Though this performance was recorded in chilly St. Petersburg, Valery Gergiev injects real Spanish fire into Massenet’s music. Chorus and orchestra help him burn up the stage in those big group scenes. Gergiev’s international cast ranges from very good to excellent. As Quichotte, Ferruchio Ferlanetto puts perhaps a touch too much quaver in Quichotte’s voice, signifying his age as well as his emotional fervor, but Ferlanetto’s sepulchral bass conveys all the dignity of the Don’s actions in the later acts, and his performance is very satisfying overall. Similarly, I had the feeling that Anna Kiknadze needed to grow into the character of Dulcinée. Her voice seemed a little hard-edged, throaty, at the beginning, but by Act IV, where she’s called on to show both her love of fun as well as the softer side of her nature, I find her very much up to the task. Andre Serov’s Sancho is spot-on throughout, I think, funny in the early going, dignified in his continued faithfulness to his old master. The smaller roles are all well handled, too, especially the bandit king Ténébrun, sung by Didier Jouanny.

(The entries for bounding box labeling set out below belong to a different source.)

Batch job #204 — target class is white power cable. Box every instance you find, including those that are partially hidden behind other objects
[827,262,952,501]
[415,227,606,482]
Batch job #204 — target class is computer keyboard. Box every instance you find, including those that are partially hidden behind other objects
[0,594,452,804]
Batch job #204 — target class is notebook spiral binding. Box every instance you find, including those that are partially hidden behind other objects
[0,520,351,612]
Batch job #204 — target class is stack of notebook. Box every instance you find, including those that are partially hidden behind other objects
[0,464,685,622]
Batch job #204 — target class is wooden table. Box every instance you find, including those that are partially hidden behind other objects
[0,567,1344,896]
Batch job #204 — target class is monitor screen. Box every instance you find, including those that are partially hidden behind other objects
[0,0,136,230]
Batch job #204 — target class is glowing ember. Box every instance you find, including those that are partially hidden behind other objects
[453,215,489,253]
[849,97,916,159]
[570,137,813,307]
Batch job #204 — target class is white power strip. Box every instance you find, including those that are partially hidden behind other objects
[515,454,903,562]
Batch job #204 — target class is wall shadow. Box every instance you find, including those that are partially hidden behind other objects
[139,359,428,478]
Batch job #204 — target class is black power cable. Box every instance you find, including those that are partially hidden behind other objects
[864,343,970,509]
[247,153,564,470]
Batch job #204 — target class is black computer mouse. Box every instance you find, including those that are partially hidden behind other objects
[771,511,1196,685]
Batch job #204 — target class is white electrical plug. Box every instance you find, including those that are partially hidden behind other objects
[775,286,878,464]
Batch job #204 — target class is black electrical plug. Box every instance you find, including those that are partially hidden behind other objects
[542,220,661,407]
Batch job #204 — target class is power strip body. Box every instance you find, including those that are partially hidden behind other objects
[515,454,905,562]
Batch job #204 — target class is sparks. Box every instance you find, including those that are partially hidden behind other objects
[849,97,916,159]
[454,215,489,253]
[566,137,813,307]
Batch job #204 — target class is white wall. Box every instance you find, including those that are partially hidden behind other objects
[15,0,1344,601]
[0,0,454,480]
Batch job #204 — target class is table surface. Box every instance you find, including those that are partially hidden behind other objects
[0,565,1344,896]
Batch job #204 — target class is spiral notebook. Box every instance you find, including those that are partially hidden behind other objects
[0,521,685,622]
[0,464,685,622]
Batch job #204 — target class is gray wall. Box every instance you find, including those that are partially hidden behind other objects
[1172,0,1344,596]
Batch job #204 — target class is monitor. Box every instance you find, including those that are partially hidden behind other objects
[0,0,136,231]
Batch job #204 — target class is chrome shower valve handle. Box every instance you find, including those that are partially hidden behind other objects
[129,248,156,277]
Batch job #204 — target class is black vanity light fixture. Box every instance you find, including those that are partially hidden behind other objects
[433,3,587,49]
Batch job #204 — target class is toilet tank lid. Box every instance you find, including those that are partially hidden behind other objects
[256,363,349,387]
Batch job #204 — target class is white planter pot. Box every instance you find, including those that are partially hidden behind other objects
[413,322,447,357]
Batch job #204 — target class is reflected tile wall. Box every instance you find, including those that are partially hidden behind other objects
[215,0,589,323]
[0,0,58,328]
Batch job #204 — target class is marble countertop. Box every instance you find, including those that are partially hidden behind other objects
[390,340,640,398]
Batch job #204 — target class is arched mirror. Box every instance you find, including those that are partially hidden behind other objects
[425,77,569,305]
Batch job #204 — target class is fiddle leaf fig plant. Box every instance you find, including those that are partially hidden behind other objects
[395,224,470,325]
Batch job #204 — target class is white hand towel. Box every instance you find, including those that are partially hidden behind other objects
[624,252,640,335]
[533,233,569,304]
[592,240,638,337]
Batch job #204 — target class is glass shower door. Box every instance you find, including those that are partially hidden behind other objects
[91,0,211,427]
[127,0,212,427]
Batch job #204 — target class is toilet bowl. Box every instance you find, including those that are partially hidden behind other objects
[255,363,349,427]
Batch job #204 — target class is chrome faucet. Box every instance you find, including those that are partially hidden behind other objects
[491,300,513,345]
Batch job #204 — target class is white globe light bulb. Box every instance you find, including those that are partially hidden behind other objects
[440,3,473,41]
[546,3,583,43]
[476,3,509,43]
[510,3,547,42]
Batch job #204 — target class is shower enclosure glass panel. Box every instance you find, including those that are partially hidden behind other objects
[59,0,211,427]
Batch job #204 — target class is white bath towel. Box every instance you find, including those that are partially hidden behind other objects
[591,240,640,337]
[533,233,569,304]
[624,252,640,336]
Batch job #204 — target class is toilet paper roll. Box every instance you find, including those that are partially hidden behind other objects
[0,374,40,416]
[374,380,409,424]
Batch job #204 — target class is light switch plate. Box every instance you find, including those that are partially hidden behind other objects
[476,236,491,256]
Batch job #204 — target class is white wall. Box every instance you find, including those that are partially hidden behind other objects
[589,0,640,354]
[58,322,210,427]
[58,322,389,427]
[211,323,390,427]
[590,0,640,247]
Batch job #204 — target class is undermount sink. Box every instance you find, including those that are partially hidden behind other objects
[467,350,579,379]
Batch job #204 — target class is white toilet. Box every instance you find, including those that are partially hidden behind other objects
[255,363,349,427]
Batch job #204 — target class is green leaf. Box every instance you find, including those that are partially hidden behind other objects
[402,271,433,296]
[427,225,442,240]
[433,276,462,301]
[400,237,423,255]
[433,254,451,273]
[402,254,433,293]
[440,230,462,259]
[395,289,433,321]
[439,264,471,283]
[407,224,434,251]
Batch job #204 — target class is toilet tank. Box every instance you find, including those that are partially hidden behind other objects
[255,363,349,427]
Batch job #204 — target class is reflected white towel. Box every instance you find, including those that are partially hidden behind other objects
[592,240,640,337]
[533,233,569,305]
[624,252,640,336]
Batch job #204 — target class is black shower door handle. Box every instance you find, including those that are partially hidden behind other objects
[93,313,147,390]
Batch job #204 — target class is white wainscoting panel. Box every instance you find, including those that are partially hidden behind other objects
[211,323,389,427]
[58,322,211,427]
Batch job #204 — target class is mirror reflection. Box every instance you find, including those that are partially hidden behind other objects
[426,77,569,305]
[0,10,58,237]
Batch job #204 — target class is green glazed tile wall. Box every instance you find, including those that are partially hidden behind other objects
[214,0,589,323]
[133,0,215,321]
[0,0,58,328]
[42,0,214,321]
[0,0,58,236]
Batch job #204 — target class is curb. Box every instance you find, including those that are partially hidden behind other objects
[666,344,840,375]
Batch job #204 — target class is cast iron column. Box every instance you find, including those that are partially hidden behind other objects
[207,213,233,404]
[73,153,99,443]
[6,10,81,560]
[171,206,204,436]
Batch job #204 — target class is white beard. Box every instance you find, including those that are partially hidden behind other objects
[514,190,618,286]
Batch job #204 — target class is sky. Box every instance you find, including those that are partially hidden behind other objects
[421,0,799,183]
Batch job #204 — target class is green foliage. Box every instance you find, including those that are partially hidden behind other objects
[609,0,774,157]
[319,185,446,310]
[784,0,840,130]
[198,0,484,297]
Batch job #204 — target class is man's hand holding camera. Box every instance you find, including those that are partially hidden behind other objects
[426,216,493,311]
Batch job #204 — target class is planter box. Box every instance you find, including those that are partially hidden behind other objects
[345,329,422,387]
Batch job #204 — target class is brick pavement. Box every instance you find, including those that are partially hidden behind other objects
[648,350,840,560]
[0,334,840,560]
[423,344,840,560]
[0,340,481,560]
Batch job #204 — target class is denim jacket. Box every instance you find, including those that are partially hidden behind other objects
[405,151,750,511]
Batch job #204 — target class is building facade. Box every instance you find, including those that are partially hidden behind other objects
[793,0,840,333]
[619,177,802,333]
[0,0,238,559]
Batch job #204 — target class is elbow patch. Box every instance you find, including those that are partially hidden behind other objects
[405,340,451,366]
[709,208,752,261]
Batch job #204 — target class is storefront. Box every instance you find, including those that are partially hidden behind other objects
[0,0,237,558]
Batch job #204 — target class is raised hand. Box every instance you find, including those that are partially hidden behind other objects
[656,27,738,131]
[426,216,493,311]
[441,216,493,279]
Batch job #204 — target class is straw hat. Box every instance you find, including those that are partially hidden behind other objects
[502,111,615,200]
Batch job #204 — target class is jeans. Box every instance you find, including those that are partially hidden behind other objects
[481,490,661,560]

The Mariinsky engineers do their typical fine work in what must be an excellent acoustic. The sound is big, immediate, and with very realistic placement of the voices. In the more intimate pages, such as Act V, the sense of depth is also quite authentic. In fact, a realistic perspective rather than an emersion in sound is the hallmark of this listening experience. Gergiev and his forces do Massenet’s opera full justice in its first SACD recording.